Mike Gravel served in the Alaska House of Representatives from 1963-66, and as Speaker from 1965-66. He then represented Alaska in the U.S. Senate from 1969-81. He served on the Finance, Interior, and Environmental and Public Works committees, chairing the Energy, Water Resources, Buildings and Grounds, and Environmental Pollution subcommittees.
In 1971, he waged a successful one-man filibuster for five months that forced the Nixon administration to cut a deal, effectively ending the draft in the United States. He is most prominently known for his release of the Pentagon Papers, the secret official study that revealed the lies and manipulations of successive U.S. administrations that misled the country into the Vietnam War. After the New York Times published portions of the leaked study, the Nixon administration moved to block any further publication of information and to punish any newspaper publisher who revealed the contents.
From the floor of the senate, Gravel (a junior senator at the time) insisted that his constituents had a right to know the truth behind the war and proceeded to read 4,100 pages of the 7,000 page document into the senate record. The Supreme Court ultimately ruled that Senator Gravel did not have the right and responsibility to share official documents with his constituents.
He then published The Senator Gravel Edition, The Pentagon Papers, Beacon Press (1971). This publication resulted in litigation, Gravel v. U.S., resulting in a landmark Supreme Court decision (No. 71-1017-1026) relative to the Speech and Debate Clause (Article 1, Section 6) of the United States Constitution.

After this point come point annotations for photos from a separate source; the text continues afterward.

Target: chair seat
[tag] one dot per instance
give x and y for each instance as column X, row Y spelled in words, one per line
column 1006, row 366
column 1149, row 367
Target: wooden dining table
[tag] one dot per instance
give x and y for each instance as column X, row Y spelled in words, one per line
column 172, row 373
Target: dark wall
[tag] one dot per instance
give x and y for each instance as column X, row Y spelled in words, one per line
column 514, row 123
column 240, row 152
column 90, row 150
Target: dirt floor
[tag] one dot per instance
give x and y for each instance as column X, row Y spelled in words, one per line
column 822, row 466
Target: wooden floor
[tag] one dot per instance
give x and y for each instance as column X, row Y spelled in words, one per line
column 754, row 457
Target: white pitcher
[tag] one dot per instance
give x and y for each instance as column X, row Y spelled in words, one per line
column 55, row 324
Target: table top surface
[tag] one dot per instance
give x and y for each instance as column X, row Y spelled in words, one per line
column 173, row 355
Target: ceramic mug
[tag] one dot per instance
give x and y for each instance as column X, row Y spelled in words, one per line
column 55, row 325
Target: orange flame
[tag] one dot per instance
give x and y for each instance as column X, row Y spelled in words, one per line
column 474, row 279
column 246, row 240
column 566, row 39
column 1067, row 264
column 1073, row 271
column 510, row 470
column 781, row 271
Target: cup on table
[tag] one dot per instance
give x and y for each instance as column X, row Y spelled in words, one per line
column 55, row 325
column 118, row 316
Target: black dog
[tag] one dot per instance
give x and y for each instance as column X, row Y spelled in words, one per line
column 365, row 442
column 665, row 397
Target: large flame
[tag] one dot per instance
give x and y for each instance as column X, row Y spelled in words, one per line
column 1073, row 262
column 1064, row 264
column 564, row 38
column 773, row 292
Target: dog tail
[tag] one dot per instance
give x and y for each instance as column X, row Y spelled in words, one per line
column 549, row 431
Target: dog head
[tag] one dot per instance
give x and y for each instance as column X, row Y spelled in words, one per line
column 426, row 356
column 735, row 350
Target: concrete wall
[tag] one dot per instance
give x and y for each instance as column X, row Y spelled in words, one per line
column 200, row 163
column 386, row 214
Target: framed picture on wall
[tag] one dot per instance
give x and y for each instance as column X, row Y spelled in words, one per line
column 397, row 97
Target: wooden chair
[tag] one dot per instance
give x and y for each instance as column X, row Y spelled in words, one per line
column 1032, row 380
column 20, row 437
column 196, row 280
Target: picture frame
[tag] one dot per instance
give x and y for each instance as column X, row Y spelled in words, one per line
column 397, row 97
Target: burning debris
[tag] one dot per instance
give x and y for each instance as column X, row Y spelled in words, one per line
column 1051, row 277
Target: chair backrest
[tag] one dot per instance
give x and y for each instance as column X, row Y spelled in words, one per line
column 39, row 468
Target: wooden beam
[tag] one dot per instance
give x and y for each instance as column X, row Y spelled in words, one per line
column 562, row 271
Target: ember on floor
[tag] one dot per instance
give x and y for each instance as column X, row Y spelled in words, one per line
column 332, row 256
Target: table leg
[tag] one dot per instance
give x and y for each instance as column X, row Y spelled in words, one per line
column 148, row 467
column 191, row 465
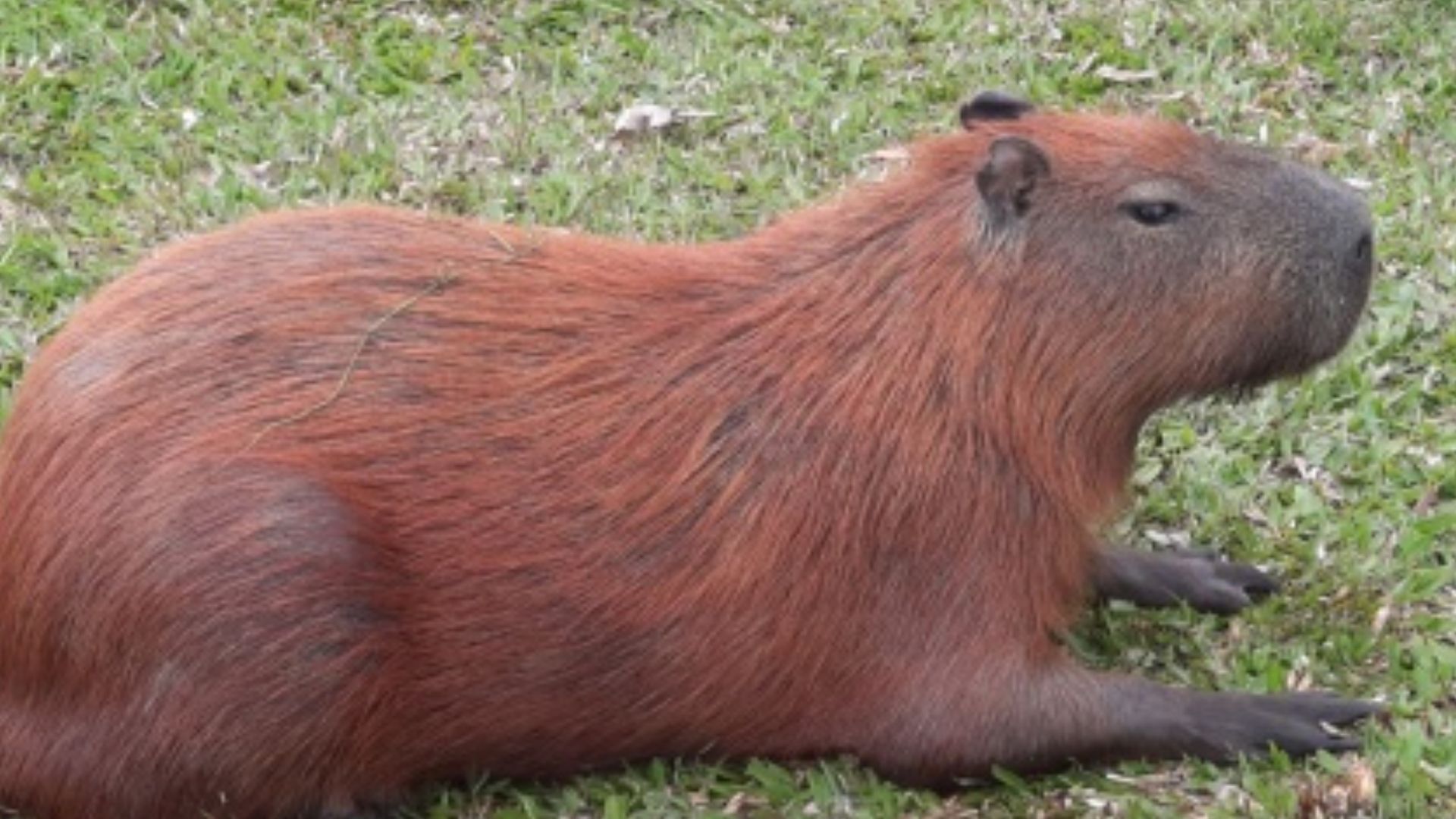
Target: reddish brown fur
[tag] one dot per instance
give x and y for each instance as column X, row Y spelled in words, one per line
column 331, row 503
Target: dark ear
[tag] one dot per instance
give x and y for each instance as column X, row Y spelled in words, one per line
column 1012, row 171
column 993, row 105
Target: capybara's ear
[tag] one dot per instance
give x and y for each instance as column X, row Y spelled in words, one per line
column 1012, row 171
column 993, row 105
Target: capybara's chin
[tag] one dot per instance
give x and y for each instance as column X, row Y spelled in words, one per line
column 329, row 503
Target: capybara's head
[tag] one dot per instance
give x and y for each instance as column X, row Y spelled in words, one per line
column 1172, row 256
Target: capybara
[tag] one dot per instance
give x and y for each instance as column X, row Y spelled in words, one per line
column 318, row 507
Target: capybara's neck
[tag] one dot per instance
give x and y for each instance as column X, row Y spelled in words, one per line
column 903, row 322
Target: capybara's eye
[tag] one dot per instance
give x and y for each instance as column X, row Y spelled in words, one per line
column 1153, row 213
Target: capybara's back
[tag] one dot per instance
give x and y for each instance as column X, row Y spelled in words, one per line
column 331, row 503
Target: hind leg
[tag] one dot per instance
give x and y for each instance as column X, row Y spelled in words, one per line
column 246, row 649
column 1041, row 714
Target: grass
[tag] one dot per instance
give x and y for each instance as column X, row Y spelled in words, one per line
column 126, row 124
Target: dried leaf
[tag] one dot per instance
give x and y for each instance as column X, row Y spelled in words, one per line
column 1116, row 74
column 650, row 117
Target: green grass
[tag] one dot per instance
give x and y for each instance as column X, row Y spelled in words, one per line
column 126, row 124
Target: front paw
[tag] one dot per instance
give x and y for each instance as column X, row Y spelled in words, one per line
column 1225, row 726
column 1181, row 577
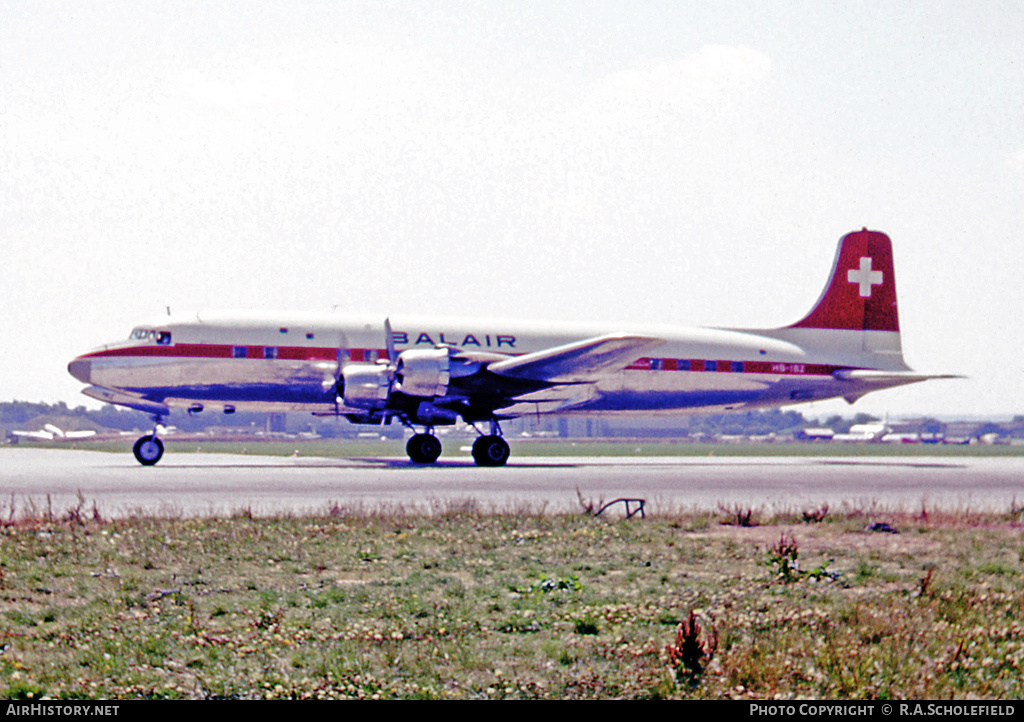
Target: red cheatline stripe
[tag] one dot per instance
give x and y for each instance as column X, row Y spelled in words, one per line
column 210, row 350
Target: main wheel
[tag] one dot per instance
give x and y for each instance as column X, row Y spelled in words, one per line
column 491, row 451
column 147, row 450
column 423, row 449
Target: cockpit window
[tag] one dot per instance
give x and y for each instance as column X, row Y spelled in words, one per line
column 161, row 337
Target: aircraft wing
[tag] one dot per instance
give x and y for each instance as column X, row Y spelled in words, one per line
column 579, row 363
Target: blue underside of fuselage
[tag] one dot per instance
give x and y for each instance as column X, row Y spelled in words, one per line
column 668, row 400
column 612, row 401
column 271, row 393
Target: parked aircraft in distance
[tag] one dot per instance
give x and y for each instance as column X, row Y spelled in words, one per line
column 428, row 372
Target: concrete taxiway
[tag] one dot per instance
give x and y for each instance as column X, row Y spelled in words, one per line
column 221, row 484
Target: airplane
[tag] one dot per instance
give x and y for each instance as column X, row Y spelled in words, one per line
column 425, row 373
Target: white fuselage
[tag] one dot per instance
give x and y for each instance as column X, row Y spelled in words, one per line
column 293, row 362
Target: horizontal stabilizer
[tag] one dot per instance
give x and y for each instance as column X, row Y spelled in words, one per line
column 123, row 399
column 888, row 378
column 583, row 362
column 866, row 380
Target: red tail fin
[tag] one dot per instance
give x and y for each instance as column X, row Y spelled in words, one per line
column 860, row 294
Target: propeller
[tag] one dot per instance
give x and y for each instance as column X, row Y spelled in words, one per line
column 392, row 364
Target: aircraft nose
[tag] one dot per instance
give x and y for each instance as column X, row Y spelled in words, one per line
column 81, row 370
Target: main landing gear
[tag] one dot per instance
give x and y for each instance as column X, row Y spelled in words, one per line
column 491, row 451
column 423, row 449
column 148, row 450
column 488, row 450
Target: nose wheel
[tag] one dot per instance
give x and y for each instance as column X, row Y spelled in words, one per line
column 423, row 449
column 491, row 451
column 148, row 450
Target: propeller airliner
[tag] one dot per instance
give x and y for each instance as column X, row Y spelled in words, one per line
column 425, row 373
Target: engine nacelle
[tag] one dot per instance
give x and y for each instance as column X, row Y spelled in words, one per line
column 423, row 372
column 429, row 415
column 365, row 385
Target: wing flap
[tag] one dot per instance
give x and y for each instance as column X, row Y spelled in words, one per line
column 582, row 362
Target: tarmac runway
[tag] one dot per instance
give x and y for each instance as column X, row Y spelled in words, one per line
column 183, row 484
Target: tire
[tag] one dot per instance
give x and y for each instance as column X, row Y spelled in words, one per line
column 491, row 451
column 148, row 450
column 423, row 449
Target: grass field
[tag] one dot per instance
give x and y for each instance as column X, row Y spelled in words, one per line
column 463, row 604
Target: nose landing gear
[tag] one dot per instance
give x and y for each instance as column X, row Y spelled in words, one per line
column 148, row 450
column 491, row 451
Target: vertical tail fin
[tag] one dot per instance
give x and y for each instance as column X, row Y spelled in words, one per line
column 860, row 294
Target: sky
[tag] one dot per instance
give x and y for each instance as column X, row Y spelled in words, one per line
column 683, row 163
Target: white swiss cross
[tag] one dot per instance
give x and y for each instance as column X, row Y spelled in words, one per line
column 864, row 277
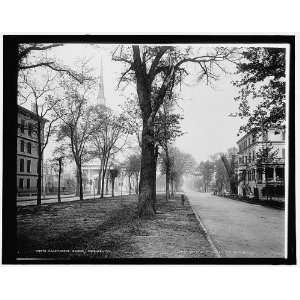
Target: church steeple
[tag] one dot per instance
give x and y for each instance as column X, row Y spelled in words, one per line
column 100, row 97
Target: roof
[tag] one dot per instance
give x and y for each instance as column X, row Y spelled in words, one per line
column 30, row 113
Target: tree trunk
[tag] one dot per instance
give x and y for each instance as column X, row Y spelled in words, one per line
column 99, row 182
column 112, row 187
column 167, row 175
column 58, row 188
column 129, row 185
column 39, row 165
column 106, row 185
column 172, row 187
column 80, row 182
column 102, row 183
column 137, row 183
column 147, row 178
column 77, row 183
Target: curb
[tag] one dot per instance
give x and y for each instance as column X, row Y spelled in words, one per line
column 206, row 234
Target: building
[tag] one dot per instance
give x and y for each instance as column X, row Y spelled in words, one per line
column 256, row 173
column 27, row 151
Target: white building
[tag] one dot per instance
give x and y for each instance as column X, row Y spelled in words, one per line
column 253, row 173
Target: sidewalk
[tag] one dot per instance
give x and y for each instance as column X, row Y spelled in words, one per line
column 110, row 228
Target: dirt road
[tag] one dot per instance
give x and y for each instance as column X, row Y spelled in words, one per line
column 240, row 229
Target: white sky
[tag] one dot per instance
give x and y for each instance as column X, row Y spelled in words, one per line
column 208, row 127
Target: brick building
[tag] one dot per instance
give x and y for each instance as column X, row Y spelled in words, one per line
column 254, row 174
column 27, row 151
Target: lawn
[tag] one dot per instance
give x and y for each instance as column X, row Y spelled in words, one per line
column 110, row 228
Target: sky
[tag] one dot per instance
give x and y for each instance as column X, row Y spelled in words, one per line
column 207, row 126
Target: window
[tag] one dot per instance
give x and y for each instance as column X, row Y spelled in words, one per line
column 28, row 166
column 21, row 182
column 276, row 132
column 22, row 126
column 29, row 148
column 22, row 146
column 21, row 165
column 29, row 129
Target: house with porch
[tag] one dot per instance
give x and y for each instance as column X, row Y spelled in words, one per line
column 261, row 177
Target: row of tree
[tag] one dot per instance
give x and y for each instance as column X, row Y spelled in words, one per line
column 157, row 73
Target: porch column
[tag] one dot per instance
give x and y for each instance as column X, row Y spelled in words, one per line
column 274, row 174
column 264, row 175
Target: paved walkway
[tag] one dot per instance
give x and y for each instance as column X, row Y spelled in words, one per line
column 240, row 229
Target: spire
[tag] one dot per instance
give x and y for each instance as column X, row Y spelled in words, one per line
column 100, row 97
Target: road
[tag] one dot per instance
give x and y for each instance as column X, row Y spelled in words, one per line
column 239, row 229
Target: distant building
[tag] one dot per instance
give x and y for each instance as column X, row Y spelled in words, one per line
column 27, row 151
column 255, row 174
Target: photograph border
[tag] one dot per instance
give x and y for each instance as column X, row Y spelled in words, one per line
column 9, row 209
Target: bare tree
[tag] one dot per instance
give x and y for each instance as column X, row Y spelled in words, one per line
column 156, row 71
column 35, row 55
column 133, row 167
column 75, row 118
column 58, row 160
column 109, row 135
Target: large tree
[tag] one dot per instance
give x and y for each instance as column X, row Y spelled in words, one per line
column 133, row 167
column 262, row 88
column 36, row 55
column 108, row 137
column 206, row 169
column 75, row 117
column 156, row 71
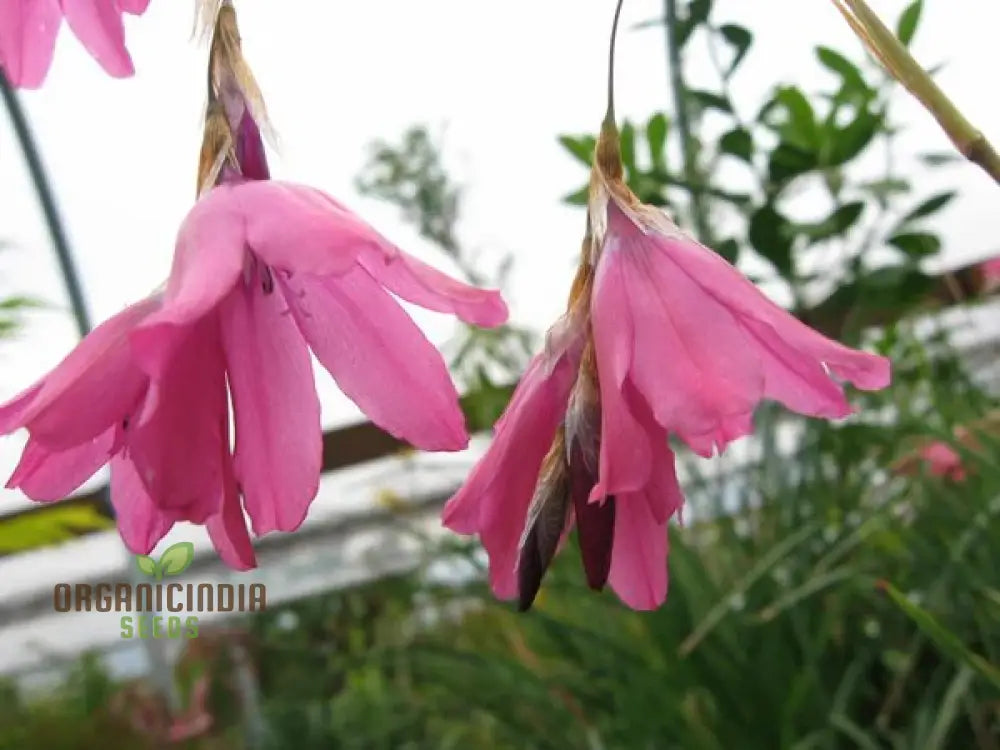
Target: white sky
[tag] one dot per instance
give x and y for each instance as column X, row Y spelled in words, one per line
column 506, row 79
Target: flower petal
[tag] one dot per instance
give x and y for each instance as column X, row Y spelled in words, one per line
column 12, row 413
column 732, row 289
column 296, row 228
column 379, row 357
column 141, row 523
column 279, row 443
column 28, row 30
column 177, row 440
column 48, row 476
column 228, row 529
column 626, row 460
column 98, row 25
column 209, row 259
column 639, row 556
column 690, row 359
column 134, row 7
column 495, row 497
column 416, row 282
column 93, row 388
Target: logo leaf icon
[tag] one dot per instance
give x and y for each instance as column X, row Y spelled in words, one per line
column 176, row 559
column 146, row 564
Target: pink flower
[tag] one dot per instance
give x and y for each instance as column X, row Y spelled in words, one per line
column 97, row 407
column 666, row 339
column 700, row 344
column 263, row 272
column 28, row 30
column 943, row 461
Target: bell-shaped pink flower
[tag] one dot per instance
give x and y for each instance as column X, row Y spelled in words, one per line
column 97, row 406
column 263, row 272
column 700, row 344
column 663, row 338
column 28, row 30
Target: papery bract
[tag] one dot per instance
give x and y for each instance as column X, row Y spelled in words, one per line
column 28, row 30
column 699, row 343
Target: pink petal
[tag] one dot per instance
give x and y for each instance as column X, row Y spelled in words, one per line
column 626, row 460
column 296, row 228
column 12, row 413
column 134, row 7
column 141, row 523
column 278, row 434
column 28, row 30
column 379, row 357
column 689, row 357
column 732, row 289
column 639, row 556
column 98, row 25
column 495, row 497
column 423, row 285
column 943, row 460
column 708, row 345
column 93, row 388
column 46, row 476
column 228, row 529
column 209, row 260
column 177, row 441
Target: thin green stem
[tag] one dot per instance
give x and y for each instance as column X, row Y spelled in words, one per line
column 609, row 117
column 969, row 141
column 698, row 211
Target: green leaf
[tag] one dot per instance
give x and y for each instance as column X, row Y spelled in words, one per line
column 146, row 564
column 176, row 558
column 837, row 223
column 709, row 100
column 930, row 206
column 800, row 123
column 850, row 76
column 656, row 135
column 908, row 22
column 769, row 234
column 846, row 143
column 581, row 148
column 788, row 161
column 739, row 143
column 943, row 638
column 916, row 244
column 740, row 39
column 884, row 189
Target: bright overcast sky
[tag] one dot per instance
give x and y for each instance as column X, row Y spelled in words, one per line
column 505, row 78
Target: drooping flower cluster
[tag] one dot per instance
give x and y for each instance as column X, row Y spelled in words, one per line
column 264, row 271
column 28, row 30
column 664, row 339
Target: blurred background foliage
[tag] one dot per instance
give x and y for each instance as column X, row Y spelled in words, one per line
column 819, row 598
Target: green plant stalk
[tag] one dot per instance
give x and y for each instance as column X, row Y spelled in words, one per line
column 969, row 141
column 679, row 90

He has worked as a cab driver in New York City, a clerk on Wall Street and as a brakeman on the Alaska Railroad. He founded and served as president of The Democracy Foundation, Philadelphia II, and Direct Democracy, nonprofit corporations dedicated to the establishment of direct democracy in the United States through the enactment of the National Initiative for Democracy by American voters.
Books authored by Senator Gravel are Jobs and More Jobs, and Citizen Power. He lectures and writes about governance, foreign affairs, economics, Social Security, tax reform, energy, environmental issues and democracy.
Senator Gravel is married to Whitney Stewart Gravel and has two grown children: Martin Gravel living in Colorado and Lynne Gravel Mosier, living in California. The Gravels have four grandchildren: Renee, Alex, Madison and Mackenzie.